All in all, it was a ridiculous achievement in engineering that the house was ever completed.

Then there was the carriage ride. I had thought that Amanda had reserved a private carriage ride. I was under this impression until we got to the stables. It had started raining shortly after we were done with our BtS tour, and we decided to drive to the stables a little early. The folks who worked in that area told us that if it didn't stop raining, they would cancel our ride. I asked why, since the carriage was covered. They looked at me like I was a space-alien and explained that the carriage was not covered. At that point I realized the 2-person carriage was not for us. Anyway, apparently the rain scared off everybody else who had signed up for the ride (Carriage rides cost $70 / couple, and are non-refundable -- yikes!), so we got our private ride after all.

It was really neat. We rode around to the back-side of the house, far away on a distant hill. On the way, we passed 2 families of deer, wild turkeys, and beautiful vistas. Then, upon the hill, we had a completely unimpeded view of the mountain-side of the house. What a sight!
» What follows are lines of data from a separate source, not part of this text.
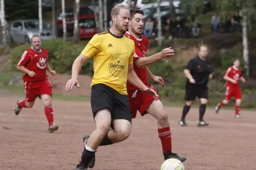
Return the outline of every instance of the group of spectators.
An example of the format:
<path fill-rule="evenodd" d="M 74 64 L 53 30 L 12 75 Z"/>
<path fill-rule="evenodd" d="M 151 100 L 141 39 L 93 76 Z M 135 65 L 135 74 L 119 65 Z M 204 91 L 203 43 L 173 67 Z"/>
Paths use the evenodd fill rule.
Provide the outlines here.
<path fill-rule="evenodd" d="M 224 28 L 225 33 L 241 32 L 242 17 L 237 12 L 232 17 L 227 15 L 226 18 L 221 21 L 219 13 L 216 13 L 211 17 L 212 31 L 218 32 L 220 27 Z"/>

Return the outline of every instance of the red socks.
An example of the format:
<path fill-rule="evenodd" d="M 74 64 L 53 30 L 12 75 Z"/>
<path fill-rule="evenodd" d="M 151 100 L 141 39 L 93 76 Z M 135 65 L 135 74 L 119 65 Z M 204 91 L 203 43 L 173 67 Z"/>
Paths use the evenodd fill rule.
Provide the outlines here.
<path fill-rule="evenodd" d="M 223 101 L 221 101 L 221 102 L 220 102 L 220 104 L 219 105 L 219 107 L 220 107 L 222 106 L 223 106 L 223 105 L 225 105 L 225 104 L 223 103 Z"/>
<path fill-rule="evenodd" d="M 161 140 L 163 153 L 172 150 L 171 130 L 169 127 L 158 129 L 158 135 Z"/>
<path fill-rule="evenodd" d="M 25 108 L 28 107 L 26 104 L 27 100 L 22 100 L 19 103 L 18 105 L 19 105 L 19 107 L 20 108 Z"/>
<path fill-rule="evenodd" d="M 235 108 L 235 114 L 236 115 L 239 114 L 239 110 L 240 110 L 240 108 L 241 106 L 239 104 L 236 104 L 236 107 Z"/>
<path fill-rule="evenodd" d="M 45 113 L 47 118 L 48 123 L 50 126 L 52 125 L 53 122 L 53 110 L 51 106 L 48 106 L 45 107 Z"/>

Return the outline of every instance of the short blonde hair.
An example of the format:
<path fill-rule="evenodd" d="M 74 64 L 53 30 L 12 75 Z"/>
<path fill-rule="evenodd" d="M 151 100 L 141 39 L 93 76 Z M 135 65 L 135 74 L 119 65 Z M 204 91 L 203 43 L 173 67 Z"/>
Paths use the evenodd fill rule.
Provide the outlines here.
<path fill-rule="evenodd" d="M 125 9 L 130 10 L 130 8 L 127 6 L 125 6 L 121 3 L 117 4 L 114 6 L 111 10 L 111 18 L 113 15 L 117 16 L 120 12 L 120 9 Z"/>

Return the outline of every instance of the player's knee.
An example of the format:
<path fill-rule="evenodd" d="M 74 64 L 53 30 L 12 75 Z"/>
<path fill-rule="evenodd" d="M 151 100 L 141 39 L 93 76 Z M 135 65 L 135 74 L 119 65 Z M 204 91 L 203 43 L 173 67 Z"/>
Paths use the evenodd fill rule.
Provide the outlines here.
<path fill-rule="evenodd" d="M 229 101 L 228 100 L 226 100 L 225 99 L 224 100 L 223 100 L 223 101 L 222 101 L 222 102 L 224 104 L 226 105 L 227 104 L 228 104 L 228 103 L 229 102 Z"/>
<path fill-rule="evenodd" d="M 166 121 L 168 120 L 168 116 L 165 110 L 163 110 L 157 115 L 157 120 L 160 121 Z"/>
<path fill-rule="evenodd" d="M 189 106 L 191 106 L 193 104 L 193 101 L 187 101 L 186 102 L 186 104 Z"/>

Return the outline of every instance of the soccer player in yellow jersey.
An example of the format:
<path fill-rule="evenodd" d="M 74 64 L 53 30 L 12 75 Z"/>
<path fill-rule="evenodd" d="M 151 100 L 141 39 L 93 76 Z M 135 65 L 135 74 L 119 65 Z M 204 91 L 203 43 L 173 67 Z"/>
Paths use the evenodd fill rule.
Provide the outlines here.
<path fill-rule="evenodd" d="M 123 35 L 127 29 L 130 18 L 129 8 L 122 4 L 112 10 L 113 24 L 109 30 L 98 34 L 91 39 L 72 67 L 72 78 L 66 90 L 74 86 L 79 88 L 78 80 L 82 65 L 94 56 L 94 75 L 91 85 L 91 104 L 96 130 L 85 140 L 81 160 L 76 170 L 87 170 L 99 146 L 122 141 L 129 136 L 132 114 L 126 84 L 134 85 L 158 100 L 155 91 L 148 87 L 133 70 L 135 50 L 133 41 Z M 109 131 L 110 127 L 114 129 Z M 118 134 L 118 137 L 114 134 Z M 92 161 L 94 164 L 95 161 Z"/>

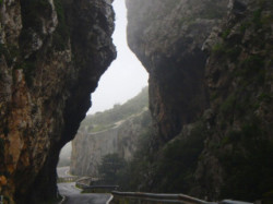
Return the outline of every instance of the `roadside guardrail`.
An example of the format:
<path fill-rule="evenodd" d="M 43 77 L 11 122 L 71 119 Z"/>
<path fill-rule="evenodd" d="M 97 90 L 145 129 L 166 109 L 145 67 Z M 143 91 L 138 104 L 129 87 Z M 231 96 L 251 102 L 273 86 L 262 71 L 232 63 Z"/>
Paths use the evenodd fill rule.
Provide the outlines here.
<path fill-rule="evenodd" d="M 240 201 L 224 200 L 222 202 L 207 202 L 185 194 L 141 193 L 112 191 L 114 199 L 110 204 L 253 204 Z"/>

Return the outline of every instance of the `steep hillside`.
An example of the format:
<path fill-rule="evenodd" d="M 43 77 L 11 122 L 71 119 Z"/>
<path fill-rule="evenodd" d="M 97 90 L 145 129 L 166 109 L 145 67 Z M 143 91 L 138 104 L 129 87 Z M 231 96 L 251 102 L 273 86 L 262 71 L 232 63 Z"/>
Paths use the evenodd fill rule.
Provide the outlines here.
<path fill-rule="evenodd" d="M 140 156 L 142 167 L 132 172 L 134 189 L 266 197 L 273 2 L 127 0 L 127 7 L 128 41 L 150 73 L 156 127 L 153 153 Z"/>
<path fill-rule="evenodd" d="M 151 125 L 147 104 L 147 88 L 143 88 L 126 104 L 86 117 L 72 142 L 71 172 L 97 177 L 107 154 L 130 160 L 140 136 Z"/>
<path fill-rule="evenodd" d="M 61 147 L 116 57 L 109 0 L 0 1 L 0 194 L 57 195 Z"/>

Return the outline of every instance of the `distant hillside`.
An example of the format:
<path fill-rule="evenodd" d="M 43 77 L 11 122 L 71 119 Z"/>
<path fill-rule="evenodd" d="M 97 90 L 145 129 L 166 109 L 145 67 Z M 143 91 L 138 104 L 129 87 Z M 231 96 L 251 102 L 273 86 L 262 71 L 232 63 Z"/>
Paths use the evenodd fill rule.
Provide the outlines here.
<path fill-rule="evenodd" d="M 112 109 L 87 116 L 81 123 L 80 131 L 99 132 L 115 127 L 118 121 L 142 112 L 149 106 L 147 87 L 123 105 L 115 105 Z"/>
<path fill-rule="evenodd" d="M 117 154 L 129 161 L 151 125 L 147 87 L 123 105 L 86 117 L 72 142 L 71 172 L 98 177 L 102 158 Z"/>

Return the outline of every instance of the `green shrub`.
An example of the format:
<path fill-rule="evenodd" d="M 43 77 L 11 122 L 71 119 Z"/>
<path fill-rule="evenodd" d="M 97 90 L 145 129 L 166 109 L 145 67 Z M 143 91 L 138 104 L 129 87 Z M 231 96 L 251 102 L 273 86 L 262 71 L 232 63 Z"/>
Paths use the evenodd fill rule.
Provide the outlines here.
<path fill-rule="evenodd" d="M 212 48 L 212 53 L 217 56 L 217 57 L 221 57 L 225 53 L 225 50 L 226 50 L 226 48 L 225 48 L 224 44 L 216 44 Z"/>

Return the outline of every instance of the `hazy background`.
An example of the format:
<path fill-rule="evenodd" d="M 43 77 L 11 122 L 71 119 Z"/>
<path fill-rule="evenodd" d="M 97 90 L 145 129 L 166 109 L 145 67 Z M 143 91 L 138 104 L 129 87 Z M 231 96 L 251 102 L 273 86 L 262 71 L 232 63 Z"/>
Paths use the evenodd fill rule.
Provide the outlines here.
<path fill-rule="evenodd" d="M 147 73 L 127 45 L 127 9 L 124 0 L 114 1 L 116 27 L 114 44 L 117 59 L 100 77 L 98 87 L 92 94 L 92 108 L 87 115 L 110 109 L 115 104 L 123 104 L 147 85 Z"/>

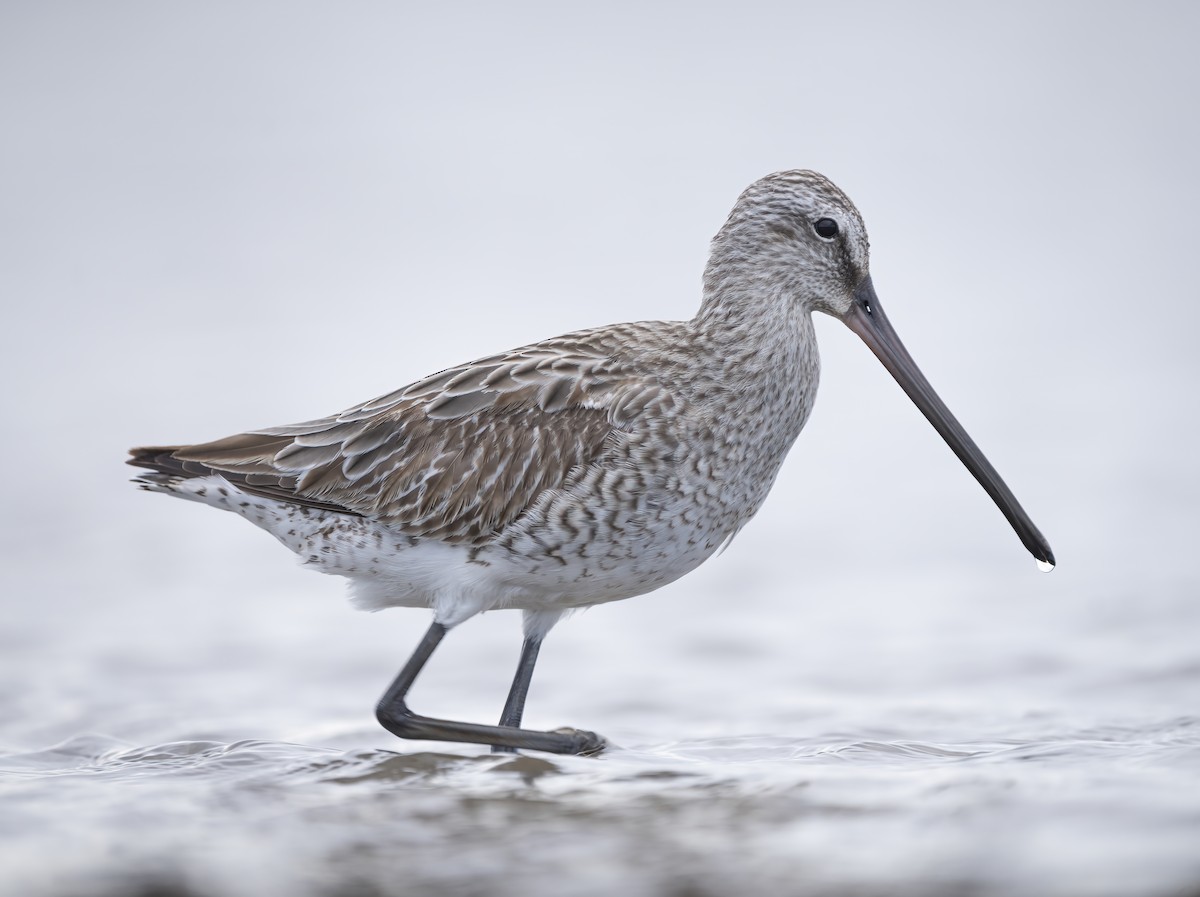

I think I enjoyed this trip to the Biltmore at least as much as the first one.

Then we recreated our very special dinner on the Sunset Terrace at the Grove Park Inn. The view overlooks the valley, and Asheville itself. Amanda timed our dinner so that we would get to watch the Sun set. Mother Nature, however, decided to up the ante on us: since we had wild torrential rain on our wedding day, she sent us a thunderstorm that took a couple of hours to come and go. We watched the lightning roll in across the mountains and "oohed" and "aahed" with everyone else on the Terrace. We love a good thunderstorm, and it really brought back some wonderful memories of our wedding.

On Friday, we went to the spa and had the "Couple's Retreat", which consists of a 50 minute massage for both, then they draw an aromatic bath and leave the room for another 50 minutes. It's worth mentioning that they also leave you a good bottle of champagne and chocolate-covered strawberries.


We then spent the rest of the day enjoying the environs of the spa: they have (in both the men's and women's sections) a dry sauna, a steam-room (with eucalyptus-infused steam), a contrast pool that consists of a 104-degree pool and a 65-degree dipping pool (this felt FANTASTIC after coming out of the sauna and the steam room). They also have (in the general men/women area) a regular lap-pool, a mineral pool (no chlorine, but lots of good minerals), a therapeutic waterfall (still mystified by exactly made it therapeutic, other than the fact that it felt really good), and an outdoor deck area with a hot-tub, cafe service, and another view of the valley below.

Talk about spoiled. I really would have been happy to have stayed there into the evening.

We brought back some art that we picked up in Asheville, and generally had an absolute blast.

I can't wait to go back, only this time I want to take a day-trip 100 miles West and drive The Dragon.